Il ne faudrait pas en conclure que ce phénomène est purement conjoncturel aux yeux des Européens : 73% pensent au contraire qu’il s’agit d’une tendance de fond et qu’il va s’accroître. Les Français en sont particulièrement convaincus (77%).
Vers une société plus solidaire ?
Interrogés sur la nature solidaire (ou non) d’un certain nombre de pratiques de consommation collaborative, les Européens considèrent globalement qu’elles relèvent de la solidarité, au moins en partie. Aux yeux d’une majorité d’Européens, pour relever pleinement de la solidarité, une action doit toujours apparaître désintéressée. Or la consommation collaborative ne répond qu’en partie à cette condition : le plus souvent, elle est la rencontre d’intérêts convergents. L’émergence de ces pratiques vient bousculer la conception traditionnelle (et plus restrictive) de la solidarité, héritée d’une conception de la charité qui suppose un acte unilatéral, pour la transformer en une multiplicité de relations où chacun peut trouver son compte.

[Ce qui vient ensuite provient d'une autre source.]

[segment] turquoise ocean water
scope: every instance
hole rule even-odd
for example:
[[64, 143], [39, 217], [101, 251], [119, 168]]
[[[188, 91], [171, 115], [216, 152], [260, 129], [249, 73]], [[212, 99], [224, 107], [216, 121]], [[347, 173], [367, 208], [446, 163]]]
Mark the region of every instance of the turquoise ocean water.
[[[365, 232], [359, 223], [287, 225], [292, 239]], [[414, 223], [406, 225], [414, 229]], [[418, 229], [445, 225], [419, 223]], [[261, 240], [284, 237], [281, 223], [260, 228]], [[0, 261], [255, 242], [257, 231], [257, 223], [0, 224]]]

Ces pratiques ont pour conséquence de conduire à une société plus solidaire (69% le pensent dont 11% « tout à fait »). Les Espagnols (84%), Italiens (76%), Polonais (76%) et Français (74%) en sont les plus convaincus. Dans ces pays où le système étatique de protection sociale apparaît comme défaillant ou en perte de vitesse, ces nouvelles pratiques apparaissent comme une nouvelle façon d’être solidaire, et de reprendre le contrôle sur son destin. Ce n’est d’ailleurs pas un hasard si ces pratiques se développent le plus dans les pays dans lesquels on craint le plus aujourd’hui de basculer dans la précarité : la Pologne, l’Italie, l’Espagne… et la France.